= Mining industry of Ivory Coast =

The mining sector of Ivory Coast contributes to 13% of the country's exports annually and accounts for 5% of the GDP. The industry has historically centered on the extraction of gold. Although the subsoil of Ivory Coast contains many other minerals, none had been discovered in commercially exploitable amounts.

During the precolonial era, gold was extracted from small shafts dug into the earth or from river and stream beds and was traded at the coast or across the Sahara Desert. Efforts under the colonial administration to exploit gold deposits at Kokoumbo in the center of the country and at small mines in the southeast proved unprofitable. In 1984 the state-owned SODEMI and a French mining company formed the Ity Mining Company (Société Minières d'Ity—SMI) to exploit a deposit discovered thirty years earlier at Ity near Danané. Total investment in this period was estimated at CFA F1.2 billion. The gold ore was of medium quality, with a ratio of gold to ore in the range of 8.5 grams per ton. Extraction was begun in 1987, with an output anticipated at 700 kilograms of gold metal during the first two years of operation. Ity estimated an additional investment of CFA F2.3 billion to expand output to 700 kilograms of gold metal a year. SODEMI also located gold deposits in the region of Issia and in the Lobo River bed, with anticipated annual yields of 100 kilograms and 25 kilograms, respectively.

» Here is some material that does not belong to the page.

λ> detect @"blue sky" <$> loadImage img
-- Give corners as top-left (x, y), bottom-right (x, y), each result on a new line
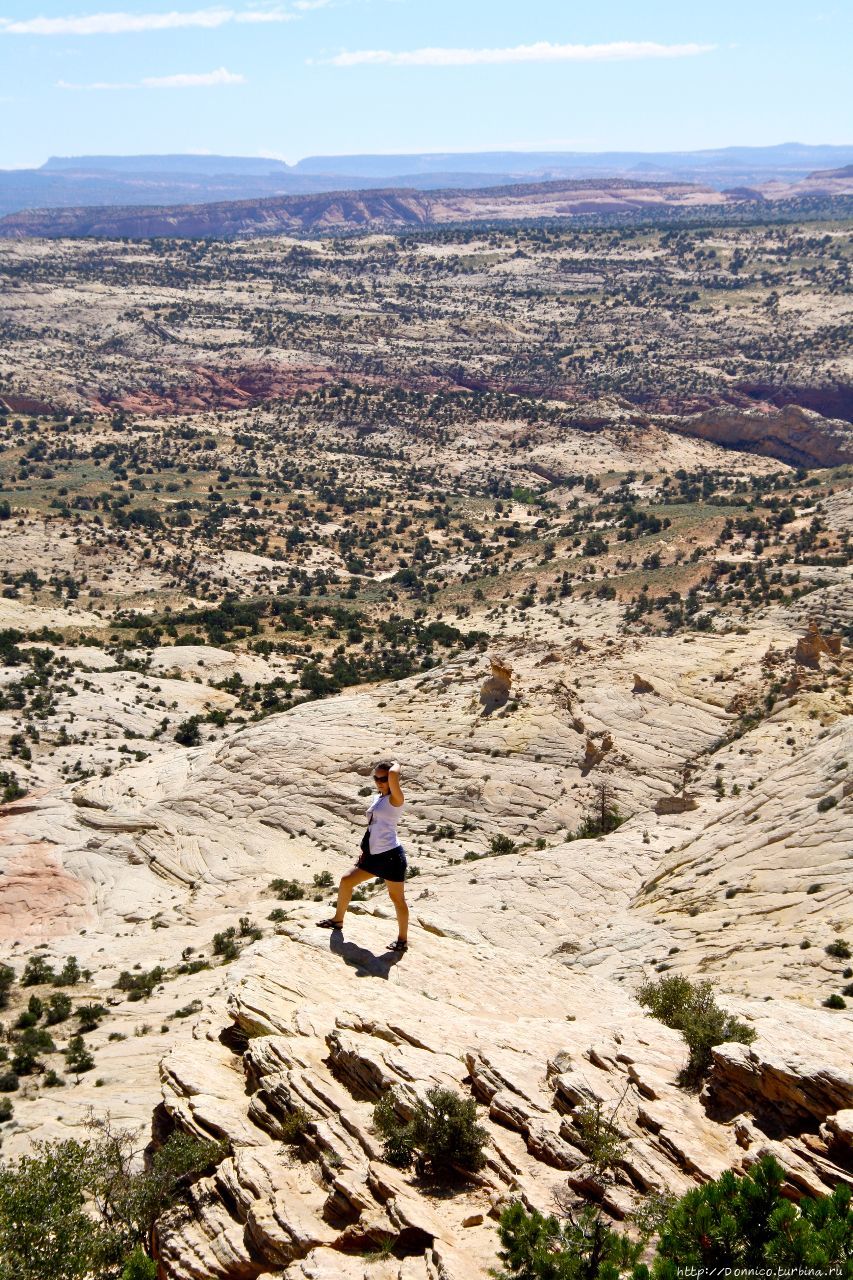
top-left (1, 0), bottom-right (850, 167)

In the mid-1970s, low-grade deposits (less than 50 percent) of iron ore estimated at 585 million tons were assayed at Bangolo near the Liberian border. A consortium representing Japanese, French, British, American, Dutch, and Ivoirian interests was formed to exploit the deposits; however, depressed world prices for iron ore forced the participants to postpone the project indefinitely.

Following World War II, diamond mining seemed promising, but by the mid-1980s expectations had waned. The Tortiya diamond mine, operating since 1948, peaked in 1972 when 260000 carat were mined. In 1980, however, the mine was closed. The Bobi mine near Séguéla produced 270000 carat per year until the late 1970s; it was closed in 1979. Remaining reserves for Tortiya were estimated at 450000 carat; for Bobi, 150000 carat.

Between 1960 and 1966, manganese mines in the region of Grand-Lahou on the coast yielded 180,000 tons of ore per year. In 1970, after world market prices had dropped and production costs had risen, the mines were closed. There were additional unexploited manganese deposits near Odienné. Ivory Coast also had small deposits of colombo-tantalite, ilmenite, cobalt, copper, nickel, and bauxite.

As part of the Ivorian government’s strategic action plan to diversify the country's economic output, mining activities over the last decade have been steadily increasing. In September 2021, a large oil deposit was discovered in the Ivory Coast. This was followed by two more discoveries in July 2022 and February 2024. These discoveries are leading the country to explore its potential as an oil and gas producer. The number of mining permits and projects has tripled since 2012, from nine to 28. Research permits have also increased from 120 to nearly 200 over the same period. Tax revenue from mining activity had increased 20 times since 2012, standing at 372 billion CFA francs ($620 million) in 2023.

Ivory Coast's gold output hit a record high in 2023 at 51 metric tons, up 6% from 48 tons in 2022. It is expected to hit 56 metric tons in 2024. The expansion of gold exports has been driven by the discovery of new gold deposits and the opening of new mines. In May 2024, the country's largest deposit of gold was discovered in the west, with the potential to be the third-largest gold deposit in West Africa. The government aims to make mining the second largest driver of growth in the Ivorian economy, after agriculture, with a target of 8% of the GDP by 2030.